Após a visita do ditador Kim Jong-un à Rússia em 2023, Vladimir Putin retribuiu a gentileza e viajou à Coreia do Norte pela primeira vez em 24 anos. O fruto imediato é mais munição para Moscou, em troca de um arremedo de legitimidade para o tirano mais isolado do mundo. Há outras coisas no escambo: os dois anunciaram uma “parceria estratégica ampla”, cujos detalhes ainda são desconhecidos.
Mas, apesar das declarações de Putin sobre os laços históricos dos dois países e das juras de Kim por um “relacionamento inquebrantável de companheiros de armas”, a profundidade dessa parceria tem limites, e China e Coreia do Sul não deixarão de enfatizá-los.
Uma das poucas coisas que Pyongyang tem em abundância são granadas e mísseis a granel para municiar a guerra de atrito da Rússia na Ucrânia.
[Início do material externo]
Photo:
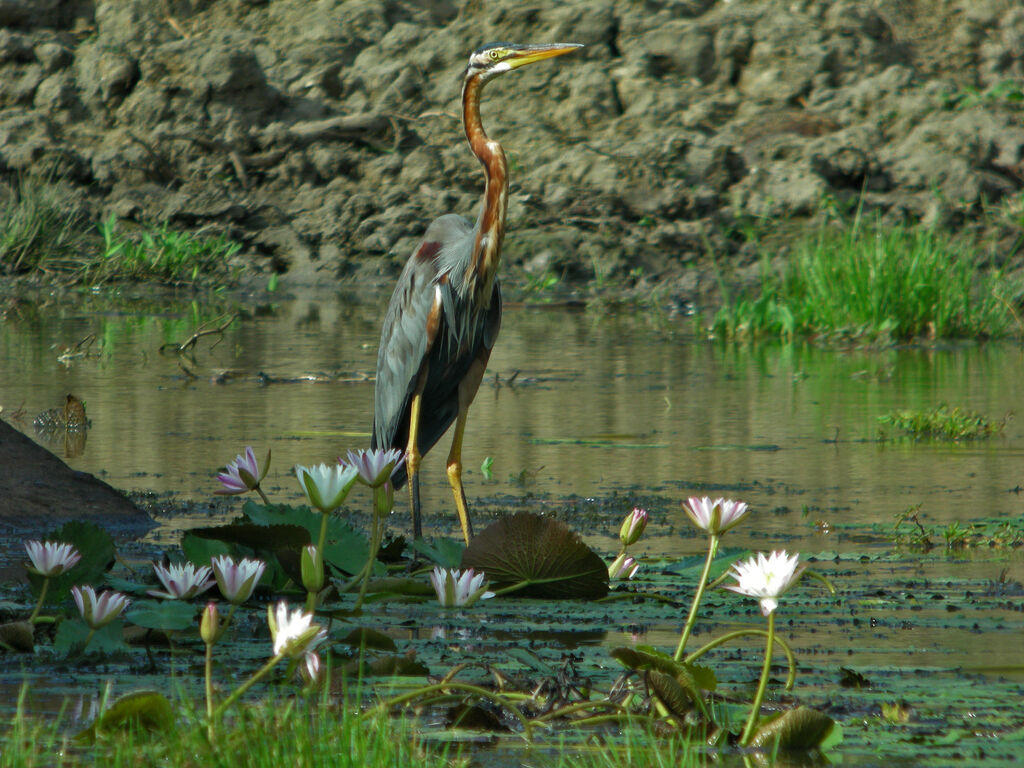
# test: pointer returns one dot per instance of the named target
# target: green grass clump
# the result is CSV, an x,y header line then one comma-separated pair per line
x,y
942,423
260,735
160,254
38,229
878,283
41,233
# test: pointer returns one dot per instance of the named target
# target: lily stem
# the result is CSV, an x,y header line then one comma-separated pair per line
x,y
765,671
701,586
42,596
209,691
260,674
377,532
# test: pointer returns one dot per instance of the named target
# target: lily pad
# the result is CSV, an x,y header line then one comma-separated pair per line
x,y
72,634
140,710
802,728
363,637
167,615
17,636
346,548
541,554
443,552
692,676
675,696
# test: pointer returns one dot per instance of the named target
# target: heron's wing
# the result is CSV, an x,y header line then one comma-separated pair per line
x,y
403,346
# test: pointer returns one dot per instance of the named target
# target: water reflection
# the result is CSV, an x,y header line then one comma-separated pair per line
x,y
572,403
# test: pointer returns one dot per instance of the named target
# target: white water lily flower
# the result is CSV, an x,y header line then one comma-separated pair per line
x,y
237,580
326,486
51,558
766,579
310,669
293,633
243,474
181,581
459,589
98,610
715,516
375,466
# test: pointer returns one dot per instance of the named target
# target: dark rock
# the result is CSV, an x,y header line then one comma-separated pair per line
x,y
38,493
53,56
29,12
14,47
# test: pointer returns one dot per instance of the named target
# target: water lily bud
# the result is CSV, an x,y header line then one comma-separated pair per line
x,y
209,626
312,568
633,526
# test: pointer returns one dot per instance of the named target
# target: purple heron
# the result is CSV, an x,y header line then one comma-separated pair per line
x,y
444,313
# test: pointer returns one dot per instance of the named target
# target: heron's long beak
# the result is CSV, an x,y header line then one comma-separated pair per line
x,y
529,53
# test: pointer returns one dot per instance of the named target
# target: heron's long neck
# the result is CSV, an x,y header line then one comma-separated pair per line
x,y
479,276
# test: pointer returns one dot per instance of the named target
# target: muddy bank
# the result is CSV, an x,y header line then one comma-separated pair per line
x,y
325,135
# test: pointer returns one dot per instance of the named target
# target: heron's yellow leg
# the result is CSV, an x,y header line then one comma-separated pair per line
x,y
413,459
467,391
455,475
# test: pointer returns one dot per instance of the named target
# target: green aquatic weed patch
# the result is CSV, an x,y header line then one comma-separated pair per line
x,y
160,253
941,423
868,281
910,531
273,732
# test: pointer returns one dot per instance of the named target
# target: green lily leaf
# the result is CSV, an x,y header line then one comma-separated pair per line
x,y
675,696
72,633
802,728
18,636
346,549
443,552
140,710
693,677
540,553
366,638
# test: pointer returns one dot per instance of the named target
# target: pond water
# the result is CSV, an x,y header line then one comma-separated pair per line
x,y
587,415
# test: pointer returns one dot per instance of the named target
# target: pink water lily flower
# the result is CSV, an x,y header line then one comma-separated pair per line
x,y
243,474
375,466
181,581
51,558
715,516
293,632
237,580
766,579
98,610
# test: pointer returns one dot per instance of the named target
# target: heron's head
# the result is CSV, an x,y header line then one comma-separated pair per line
x,y
494,58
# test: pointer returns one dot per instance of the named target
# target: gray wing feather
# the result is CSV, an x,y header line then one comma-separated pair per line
x,y
403,338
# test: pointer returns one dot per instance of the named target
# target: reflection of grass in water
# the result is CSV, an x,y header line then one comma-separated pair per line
x,y
864,280
261,735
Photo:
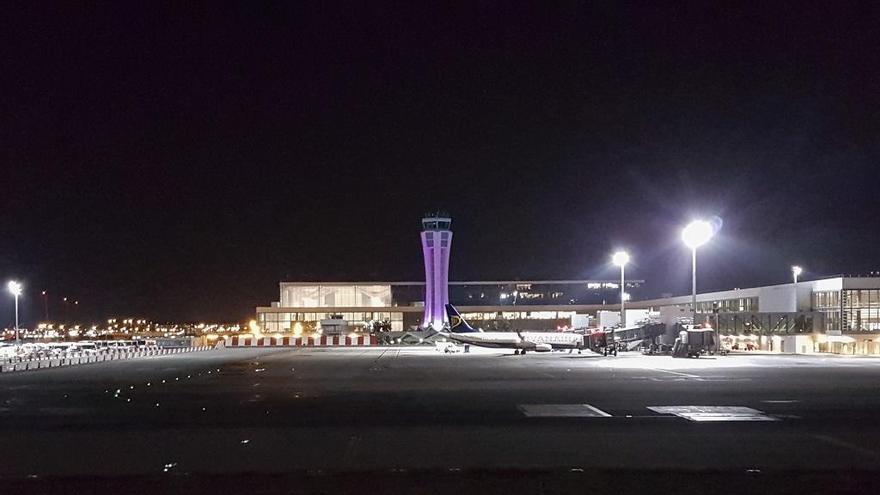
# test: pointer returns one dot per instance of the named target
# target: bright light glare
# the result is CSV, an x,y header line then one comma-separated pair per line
x,y
14,288
697,233
620,258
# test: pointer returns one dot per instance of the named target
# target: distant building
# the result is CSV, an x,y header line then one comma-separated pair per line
x,y
837,314
436,243
504,304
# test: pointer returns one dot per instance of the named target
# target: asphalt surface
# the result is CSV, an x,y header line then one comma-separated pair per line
x,y
336,413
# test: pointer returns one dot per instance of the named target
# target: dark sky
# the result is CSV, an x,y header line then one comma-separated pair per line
x,y
177,162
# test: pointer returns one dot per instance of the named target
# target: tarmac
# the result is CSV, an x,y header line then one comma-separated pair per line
x,y
330,415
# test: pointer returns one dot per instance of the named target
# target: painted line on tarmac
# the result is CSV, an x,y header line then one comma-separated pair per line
x,y
714,413
688,375
562,411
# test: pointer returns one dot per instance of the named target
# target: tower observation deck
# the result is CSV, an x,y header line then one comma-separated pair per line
x,y
436,242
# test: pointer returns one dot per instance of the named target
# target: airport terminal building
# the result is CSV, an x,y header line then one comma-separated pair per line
x,y
343,307
838,314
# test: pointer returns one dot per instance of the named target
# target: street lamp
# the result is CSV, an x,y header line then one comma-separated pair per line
x,y
796,271
621,258
695,235
15,289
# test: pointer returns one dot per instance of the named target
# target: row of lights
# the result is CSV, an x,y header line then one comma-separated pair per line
x,y
694,235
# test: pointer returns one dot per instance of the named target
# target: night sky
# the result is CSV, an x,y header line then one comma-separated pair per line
x,y
176,162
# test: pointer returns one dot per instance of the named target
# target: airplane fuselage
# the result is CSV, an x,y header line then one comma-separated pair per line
x,y
522,340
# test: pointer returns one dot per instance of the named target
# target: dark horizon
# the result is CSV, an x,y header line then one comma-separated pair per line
x,y
177,162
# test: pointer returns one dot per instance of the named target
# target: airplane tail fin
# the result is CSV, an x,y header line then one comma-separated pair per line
x,y
457,324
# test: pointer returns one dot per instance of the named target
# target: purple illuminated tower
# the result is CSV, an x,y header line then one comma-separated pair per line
x,y
436,241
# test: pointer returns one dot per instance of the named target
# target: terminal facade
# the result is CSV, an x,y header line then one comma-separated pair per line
x,y
342,307
838,314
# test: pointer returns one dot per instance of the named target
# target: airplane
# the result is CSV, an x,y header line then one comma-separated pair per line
x,y
460,331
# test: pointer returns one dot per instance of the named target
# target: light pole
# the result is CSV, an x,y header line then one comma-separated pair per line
x,y
795,272
695,235
15,289
621,258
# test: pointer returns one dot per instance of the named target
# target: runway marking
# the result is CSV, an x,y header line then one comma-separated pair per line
x,y
562,411
714,413
675,372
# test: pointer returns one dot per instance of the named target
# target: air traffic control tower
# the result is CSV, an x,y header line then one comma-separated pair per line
x,y
436,241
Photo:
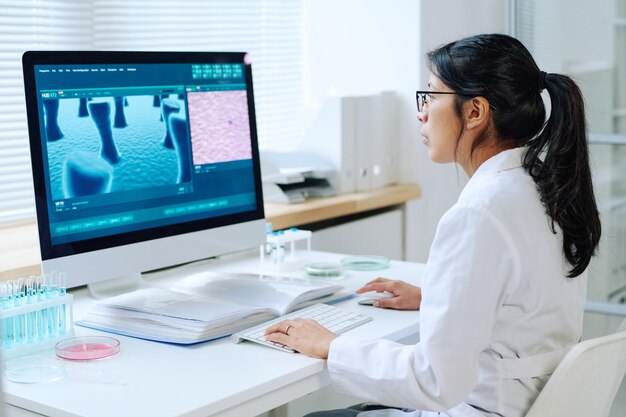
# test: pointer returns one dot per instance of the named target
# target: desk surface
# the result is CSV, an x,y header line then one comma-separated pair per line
x,y
216,378
19,247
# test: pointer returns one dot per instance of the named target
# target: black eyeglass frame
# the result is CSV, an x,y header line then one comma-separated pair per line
x,y
422,103
422,95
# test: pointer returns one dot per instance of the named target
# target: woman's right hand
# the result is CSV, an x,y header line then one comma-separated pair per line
x,y
406,296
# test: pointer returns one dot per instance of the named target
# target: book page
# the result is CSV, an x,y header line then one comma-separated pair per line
x,y
163,302
280,294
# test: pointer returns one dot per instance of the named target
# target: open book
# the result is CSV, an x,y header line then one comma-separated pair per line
x,y
207,306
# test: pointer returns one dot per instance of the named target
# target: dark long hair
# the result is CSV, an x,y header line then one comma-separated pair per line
x,y
499,68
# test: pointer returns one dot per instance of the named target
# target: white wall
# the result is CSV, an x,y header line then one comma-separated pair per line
x,y
364,46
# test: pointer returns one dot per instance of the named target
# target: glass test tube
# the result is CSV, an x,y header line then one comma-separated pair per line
x,y
52,313
41,313
31,317
8,335
19,292
62,307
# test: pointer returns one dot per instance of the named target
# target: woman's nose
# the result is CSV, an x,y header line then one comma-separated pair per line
x,y
422,116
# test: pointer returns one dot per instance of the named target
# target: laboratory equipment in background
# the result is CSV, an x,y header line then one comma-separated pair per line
x,y
283,250
607,270
35,313
291,177
358,134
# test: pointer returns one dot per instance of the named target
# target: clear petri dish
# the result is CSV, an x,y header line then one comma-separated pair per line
x,y
324,270
365,263
33,370
87,348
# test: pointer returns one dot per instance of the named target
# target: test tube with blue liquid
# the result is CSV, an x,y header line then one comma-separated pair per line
x,y
62,307
31,317
41,313
8,332
52,313
20,320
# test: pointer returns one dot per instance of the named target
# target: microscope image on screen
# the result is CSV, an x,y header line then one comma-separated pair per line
x,y
220,126
99,145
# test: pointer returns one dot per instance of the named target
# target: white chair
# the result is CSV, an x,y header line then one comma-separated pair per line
x,y
587,379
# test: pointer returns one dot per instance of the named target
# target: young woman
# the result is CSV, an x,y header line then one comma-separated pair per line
x,y
505,283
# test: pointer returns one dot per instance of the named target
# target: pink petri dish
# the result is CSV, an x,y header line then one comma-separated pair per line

Moscou expandiu as exportações de combustíveis e alimentos à Coreia do Norte, que ademais serve a Putin como laboratório para testar mecanismos para burlar sanções e sabotar instituições multilaterais. O risco maior e mais opaco é a transferência de tecnologias militares russas ligadas a satélites, submarinos, foguetes hipersônicos e, sobretudo, arsenais nucleares.
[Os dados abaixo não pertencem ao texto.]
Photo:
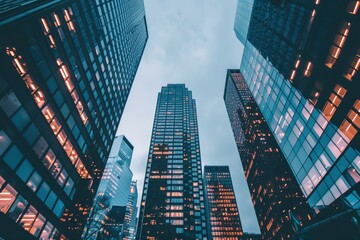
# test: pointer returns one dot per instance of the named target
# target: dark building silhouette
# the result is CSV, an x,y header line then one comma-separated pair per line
x,y
272,185
172,203
66,71
300,63
223,214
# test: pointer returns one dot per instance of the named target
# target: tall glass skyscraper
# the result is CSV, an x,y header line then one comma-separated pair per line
x,y
223,214
66,71
172,204
115,185
301,62
129,227
273,187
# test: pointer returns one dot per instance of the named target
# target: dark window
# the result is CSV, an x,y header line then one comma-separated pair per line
x,y
13,157
24,170
20,119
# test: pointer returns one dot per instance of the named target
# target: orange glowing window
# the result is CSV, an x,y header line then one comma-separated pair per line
x,y
353,67
353,7
334,101
338,44
56,20
45,26
308,69
351,124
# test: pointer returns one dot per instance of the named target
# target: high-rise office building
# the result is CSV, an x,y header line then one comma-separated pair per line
x,y
273,187
301,62
129,227
114,187
223,214
172,204
66,71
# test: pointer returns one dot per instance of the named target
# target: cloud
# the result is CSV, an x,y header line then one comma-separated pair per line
x,y
190,42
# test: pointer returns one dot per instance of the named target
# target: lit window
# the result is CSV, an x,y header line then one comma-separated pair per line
x,y
17,208
56,20
7,197
308,69
353,7
351,124
28,218
353,67
338,43
334,101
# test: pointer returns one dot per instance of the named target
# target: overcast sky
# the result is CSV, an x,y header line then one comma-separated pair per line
x,y
191,42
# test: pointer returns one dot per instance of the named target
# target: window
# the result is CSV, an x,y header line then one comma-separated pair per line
x,y
40,147
9,103
13,157
55,168
49,159
334,101
45,234
58,209
338,44
24,170
28,218
20,119
43,191
7,197
353,7
351,124
50,201
353,67
34,181
37,225
62,178
17,208
4,142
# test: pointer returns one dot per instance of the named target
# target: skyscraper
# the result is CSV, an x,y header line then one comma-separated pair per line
x,y
223,214
66,71
113,190
273,187
172,204
129,227
301,65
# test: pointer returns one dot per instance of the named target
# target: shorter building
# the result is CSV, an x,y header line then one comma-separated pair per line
x,y
114,188
337,221
251,236
223,214
129,227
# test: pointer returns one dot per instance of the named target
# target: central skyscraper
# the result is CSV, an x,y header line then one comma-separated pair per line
x,y
172,204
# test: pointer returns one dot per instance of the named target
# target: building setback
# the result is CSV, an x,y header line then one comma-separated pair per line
x,y
273,187
223,214
172,204
300,62
66,71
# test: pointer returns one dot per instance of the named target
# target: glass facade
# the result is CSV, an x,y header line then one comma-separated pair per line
x,y
115,184
273,187
242,19
172,203
309,98
129,228
66,71
223,214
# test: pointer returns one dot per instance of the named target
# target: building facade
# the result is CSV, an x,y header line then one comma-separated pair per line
x,y
129,227
66,71
305,85
223,214
273,187
114,189
172,204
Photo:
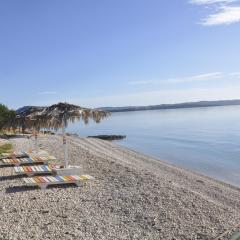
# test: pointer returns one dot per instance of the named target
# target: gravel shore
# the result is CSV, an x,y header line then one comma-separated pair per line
x,y
132,197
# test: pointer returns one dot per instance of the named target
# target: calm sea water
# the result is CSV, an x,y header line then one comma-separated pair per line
x,y
206,140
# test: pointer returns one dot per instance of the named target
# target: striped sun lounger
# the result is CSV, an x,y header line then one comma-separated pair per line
x,y
32,170
44,182
14,155
26,161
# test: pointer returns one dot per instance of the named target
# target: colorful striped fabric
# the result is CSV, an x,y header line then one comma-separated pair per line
x,y
43,182
33,169
14,155
29,160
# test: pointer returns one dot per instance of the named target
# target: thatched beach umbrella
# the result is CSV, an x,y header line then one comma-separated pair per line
x,y
58,116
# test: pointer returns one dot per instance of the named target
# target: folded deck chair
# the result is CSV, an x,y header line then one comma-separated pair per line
x,y
26,161
32,170
14,155
44,182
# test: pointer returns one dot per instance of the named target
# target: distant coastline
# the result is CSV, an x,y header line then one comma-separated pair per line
x,y
174,106
160,106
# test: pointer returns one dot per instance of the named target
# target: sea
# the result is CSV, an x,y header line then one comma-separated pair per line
x,y
204,140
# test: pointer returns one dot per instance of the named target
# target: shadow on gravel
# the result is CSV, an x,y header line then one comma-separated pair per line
x,y
16,189
5,166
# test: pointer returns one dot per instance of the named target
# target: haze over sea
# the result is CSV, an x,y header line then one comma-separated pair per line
x,y
206,140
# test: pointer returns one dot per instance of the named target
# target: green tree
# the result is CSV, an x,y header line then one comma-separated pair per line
x,y
7,117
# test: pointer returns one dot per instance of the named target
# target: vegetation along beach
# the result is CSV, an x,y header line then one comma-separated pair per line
x,y
119,120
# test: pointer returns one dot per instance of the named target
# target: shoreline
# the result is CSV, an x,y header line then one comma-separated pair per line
x,y
134,196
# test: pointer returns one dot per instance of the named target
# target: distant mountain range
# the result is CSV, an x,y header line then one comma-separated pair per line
x,y
174,106
161,106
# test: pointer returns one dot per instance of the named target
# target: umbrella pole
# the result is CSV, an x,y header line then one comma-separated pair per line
x,y
35,141
65,147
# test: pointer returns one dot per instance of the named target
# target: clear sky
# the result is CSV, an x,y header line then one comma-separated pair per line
x,y
118,52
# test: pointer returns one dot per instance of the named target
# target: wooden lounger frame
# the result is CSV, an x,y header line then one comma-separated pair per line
x,y
20,154
44,182
27,161
32,170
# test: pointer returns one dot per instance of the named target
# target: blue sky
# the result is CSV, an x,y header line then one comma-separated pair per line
x,y
118,52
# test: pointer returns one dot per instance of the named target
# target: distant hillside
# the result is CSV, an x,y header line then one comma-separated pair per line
x,y
157,107
174,106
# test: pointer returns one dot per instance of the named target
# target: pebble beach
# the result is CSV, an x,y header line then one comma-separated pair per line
x,y
133,196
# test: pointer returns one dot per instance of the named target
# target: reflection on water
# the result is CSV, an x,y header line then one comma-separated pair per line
x,y
206,140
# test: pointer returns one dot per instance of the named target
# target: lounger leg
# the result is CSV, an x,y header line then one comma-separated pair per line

No minueto coreografado dos párias, não poderiam faltar elucubrações sobre a “luta sagrada”, como Kim gosta de dizer, contra o “imperialismo” ocidental. Putin publicou um ensaio no jornal estatal norte-coreano culpando as nações ocidentais pela guerra e invocando uma arquitetura de segurança para a Eurásia.
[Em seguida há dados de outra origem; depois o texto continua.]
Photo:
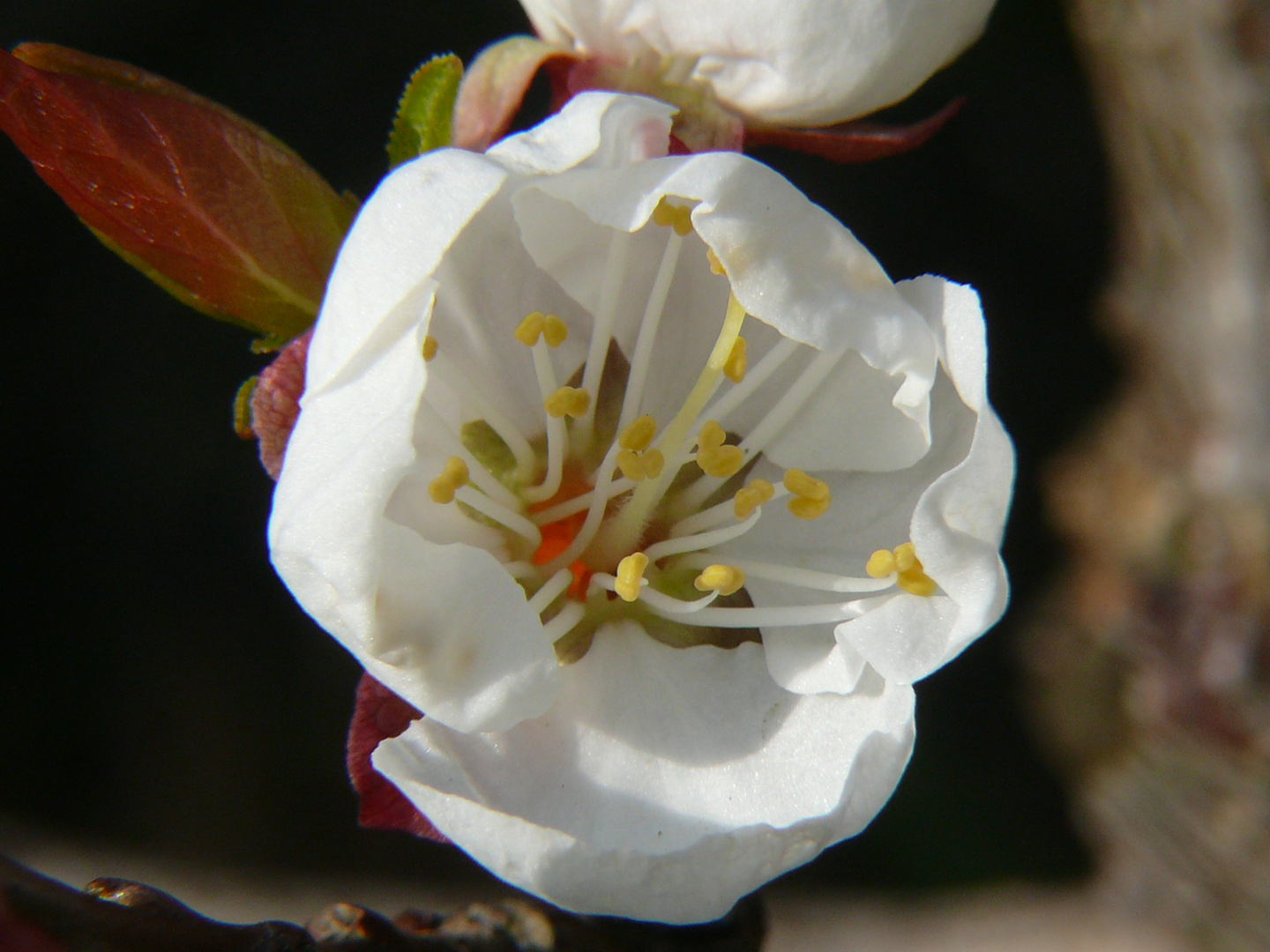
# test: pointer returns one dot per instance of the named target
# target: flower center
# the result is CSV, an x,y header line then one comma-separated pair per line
x,y
629,519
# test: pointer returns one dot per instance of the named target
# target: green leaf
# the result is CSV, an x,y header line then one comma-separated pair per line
x,y
426,115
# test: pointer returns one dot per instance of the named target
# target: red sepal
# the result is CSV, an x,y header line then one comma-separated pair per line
x,y
378,715
276,403
857,141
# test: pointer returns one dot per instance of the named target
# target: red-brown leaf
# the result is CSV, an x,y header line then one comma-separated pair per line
x,y
380,714
208,205
855,141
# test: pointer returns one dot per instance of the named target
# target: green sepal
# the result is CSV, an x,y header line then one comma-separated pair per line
x,y
426,113
243,407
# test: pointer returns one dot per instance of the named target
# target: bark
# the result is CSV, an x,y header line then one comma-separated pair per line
x,y
1152,659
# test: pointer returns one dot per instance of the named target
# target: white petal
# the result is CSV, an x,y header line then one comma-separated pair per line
x,y
394,247
592,131
959,519
664,784
788,262
804,63
805,659
851,423
441,625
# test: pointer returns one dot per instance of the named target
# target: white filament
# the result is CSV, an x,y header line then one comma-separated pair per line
x,y
609,290
703,539
802,577
648,326
501,514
Mas essa arquitetura deve ficar em boa parte no papel, e seus fundamentos não são tão sólidos quanto os dois querem fazer crer. O Kremlin não tem interesse em fortalecer as capacidades nucleares da Coreia do Norte. A ameaça de transferência de tecnologias parece ser só isso, uma ameaça, desenhada para dissuadir a Coreia do Sul de enviar armas à Ucrânia e conquistar de Kim as armas que Moscou precisa enquanto recompõe sua produção doméstica. A Coreia do Sul sempre será um parceiro econômico mais atrativo e pode responder fogo com fogo, ameaçando com mais apoio à Ucrânia.
E há, claro, os interesses ambivalentes da China. Numa cúpula recente com Coreia do Sul e Japão, Pequim endossou uma proposta de desnuclearização da península coreana. O pacto entre Putin e Kim vem num momento tenso entre as duas Coreias, após ambas abandonarem um acordo de 2018 desenhado para reduzir hostilidades. A propósito desse pacto, como disse Fyodor Tertiskiy, da Universidade Kookmin, “não é uma relação bilateral – o grande irmão em Pequim está sempre de olho”.
À China interessa o prolongamento da guerra na Europa, mas não sua escalada; interessa a sustentação do regime de Kim, mas não seu empoderamento; interessa o confronto com o Ocidente, mas não a percepção de que ela compõe um “bloco” ou “eixo” com Rússia e Coreia do Norte.
Nem por isso o Ocidente pode negligenciar a necessidade de fortalecer parcerias no Pacífico e explorar as dissensões entre os “amigos” autocratas. Os dois parecem cada vez mais desesperados, isolados e acuados. Mas tudo isso os torna mais, não menos perigosos.